When it comes to scientific measures, the journal impact factor wins both in terms of broadest use and as the most loathed metric1,2. Indeed, the fact that it is simple to understand — it is roughly the average number of citations that primary research papers published in two consecutive years gather in the following year — makes it all too easy to point out its shortcomings: the metric also includes citations to non-primary content (such as reviews and news articles); for many fields, citations accumulate slowly and thus the two-year time window seems too short; and the average number of citations per paper can be skewed by a few highly cited ones3, of which high-impact journals have a big share. Many feel that these limitations favour highly selective and multidisciplinary journals disproportionally.

Here we argue that these limitations are irrelevant. Figure 1 shows that, for a sample of 100 journals across the spectrum of science and engineering, the 2011 impact factor correlates well with the five-year median of citations to primary research papers published in 2008–2012. It is important to stress that the values for the median — which corresponds to the minimum number of citations received by half of the papers, and thus is robust to outliers and variations in the shape of the distribution — do not include citations to non-primary content and have a time window of five years.

Figure 1: A journal's impact factor is a good predictor of its five-year median of citations to primary research articles.
figure 1

The data and linear fit (r2 = 0.94) correspond to a sample of 100 journals launched before 2008. The five-year median values are of citations (as of 5 January 2013) to research papers (that is, excluding reviews, news, editorial material and other non-primary research articles) published in 2008–2012. The specific median values and slope of the linear fit (here 1.04) depend on the citation time window (here 1 January 2008 to 5 January 2013), impact-factor year and data source (here Thomson Reuters Web of Science). Journals included in the sample span the physical and chemical sciences, the biological and medical sciences, the earth and environmental sciences, and engineering.

That citation averages (such as the impact factor) and medians correlate is not surprising if one considers that the shape of the citation distributions may be comparable across journals, as the similarities between the usual two-year and the less-known five-year impact factors suggests4. What is perhaps unexpected is the robustness of the impact factor as a predictive metric: citations to non-primary content and the apparently too short two-year time window have little effect on the overall correlation.

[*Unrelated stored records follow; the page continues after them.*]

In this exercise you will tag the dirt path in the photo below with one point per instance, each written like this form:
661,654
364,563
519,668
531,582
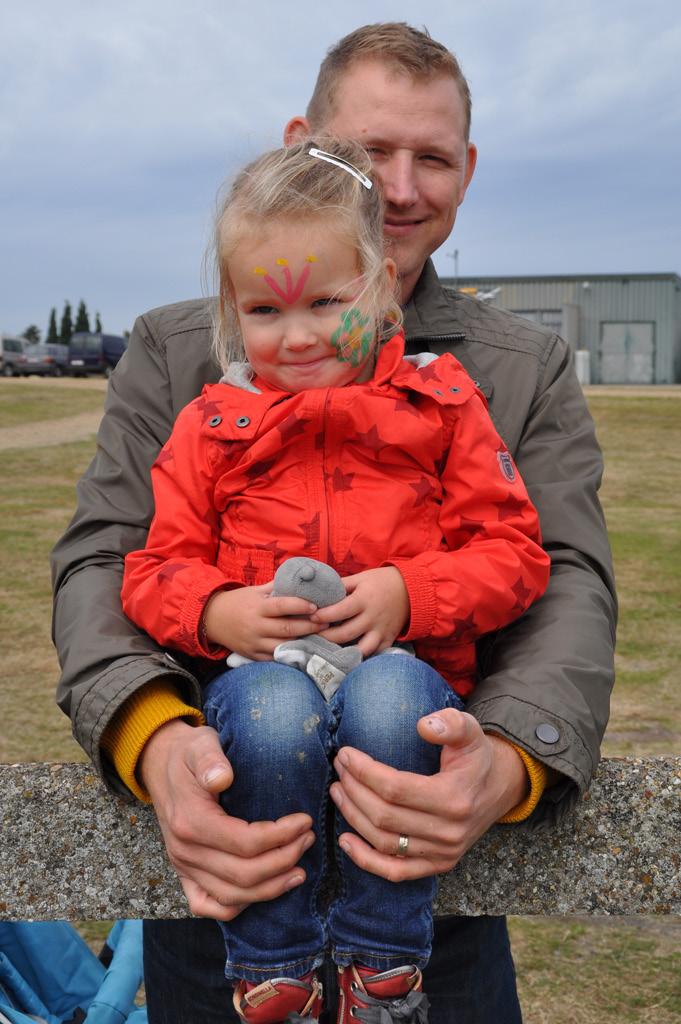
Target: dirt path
57,431
62,431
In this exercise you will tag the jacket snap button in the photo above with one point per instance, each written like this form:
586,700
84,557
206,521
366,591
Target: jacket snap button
547,733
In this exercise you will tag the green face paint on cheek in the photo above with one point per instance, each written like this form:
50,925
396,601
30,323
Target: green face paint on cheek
351,341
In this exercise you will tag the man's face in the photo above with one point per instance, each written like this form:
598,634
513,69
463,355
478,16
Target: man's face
415,132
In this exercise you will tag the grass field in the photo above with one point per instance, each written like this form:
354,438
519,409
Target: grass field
570,971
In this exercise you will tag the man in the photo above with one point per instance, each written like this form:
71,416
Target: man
530,740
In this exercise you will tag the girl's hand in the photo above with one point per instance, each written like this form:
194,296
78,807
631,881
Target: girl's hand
252,623
374,612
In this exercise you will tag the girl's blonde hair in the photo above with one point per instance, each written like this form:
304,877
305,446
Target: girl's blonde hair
292,184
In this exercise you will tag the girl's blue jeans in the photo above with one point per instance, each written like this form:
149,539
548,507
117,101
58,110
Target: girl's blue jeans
281,735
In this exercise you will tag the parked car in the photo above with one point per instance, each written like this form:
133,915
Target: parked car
94,353
12,355
46,359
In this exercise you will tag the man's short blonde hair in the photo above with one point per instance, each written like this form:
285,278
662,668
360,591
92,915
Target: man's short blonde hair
398,46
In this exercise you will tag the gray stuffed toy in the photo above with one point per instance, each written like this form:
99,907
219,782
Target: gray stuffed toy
326,663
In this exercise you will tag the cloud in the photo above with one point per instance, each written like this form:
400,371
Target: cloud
118,123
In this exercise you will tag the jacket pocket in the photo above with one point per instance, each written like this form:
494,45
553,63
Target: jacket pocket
249,566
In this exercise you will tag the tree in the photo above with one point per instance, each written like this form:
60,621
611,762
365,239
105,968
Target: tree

Still, it is interesting to note that the largest deviations from the linear fit in Fig. 1 correspond to medical journals, some of which produce a disproportionate amount of non-primary content (such as The Lancet and The Journal of the American Medical Association) or to journals that have significantly altered the yearly amount of primary content during the five-year time frame for which the median is calculated. As a case in point, the median number of citations for PLoS ONE is 1 whereas its 2011 impact factor is 4.1, largely because since 2008 it has increased its output more than six-fold5 (from less than 3,000 papers in 2008 to about 19,000 in 2012). The impact factor, being a lagging indicator with a narrower time window, has yet to reflect this.

It is therefore clear that but for outliers6,7 the impact factor is an appropriate measure of journal quality according to citations. And it is also beyond question that the impact factor does not generally correlate to the performance of individual researchers or to citations to individual papers2,8,9. As with any statistical measure, it is unsafe to use it as a proxy for an unrepresentative subset of the original sample. It would thus be unwise, for instance, to rate scientists on the basis of the total number of papers weighted according to the impact factor of the journal where they have been published. A simple exercise proves the point: pick a few scientists and rank the papers they published five years ago in decreasing order of citations alongside the impact factor of the corresponding journal in that year. The odds are that, if there is any correlation at all, this is weak or the outliers are plentiful.

As Fig. 1 shows, half of the papers published by Nature Materials in the past five years have received more citations than at least half the papers published in most other journals (that is, any journal with a lower impact factor). The median and its predictor the impact factor are therefore quality signals that are valid for comparisons between journals publishing on similar scientific topics. Yet beware of those who use them instead of article-level metrics10 when assessing a small subgroup of papers or authors. Impact factors should have no place in grant-giving, tenure or appointment committees.